Bejaia University, Algeria
Title: Omega-3 fatty acids and malignant ventricular arrhythmias in patients with implantable cardioverter defibrillator
Biography: Sabrina Zeghichi-Hamri
Background – Studies that evaluated the effects of omega-3 polyunsaturated fatty acids (n-3) on cardiovascular diseases have yielded conflicting results. We aimed at examining the association between plant/marine n-3 and malignant ventricular arrhythmias (MVA) among patients benefiting from the best preventive strategy including implantable cardioverter defibrillator (ICD).
Methods and Results – Consecutive patients in whom an ICD was implanted for primary or secondary prevention of MVA were eligible. All patients had blood fatty acid analysis. The method of Kaplan-Meier was used to estimate the survival curves in each quartile of the main plant (ALA) and marine (EPA and DHA) n-3. Among the 238 enrolled patients, 100 had a relevant endpoint recorded by the ICD or died from a cardiac cause during a mean follow-up of 30±12 months. No significant difference in MVA was observed between quartiles of ALA (log-rank test p=0.88), EPA (log-rank test p=0.58) and DHA (log-rank test p=0.97). In a multivariate Cox proportional hazard model including age, sex, ischemic heart disease, diabetes, smoking, hypertension and high cholesterol as covariates, we found no association between MVA and n-3: hazard ratio was 1.12 (95% CI 0.62-2.02) for ALA and 1.44 (95% CI 0.81-2.58) for the sum of main marine n-3.
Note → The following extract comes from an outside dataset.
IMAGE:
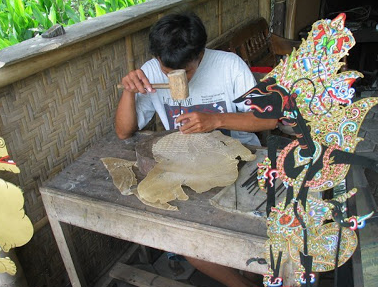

Conclusions – Plant and marine n-3 do not seem to either increase or decrease the risk of MVA in patients who are not n-3 deficient and benefit from the most effective preventive treatment. Further studies are required to test whether n-3 deficient patients would still benefit from n-3 supplements. Finally, these data raise major questions regarding interactions between dietary n-3 and certain medications.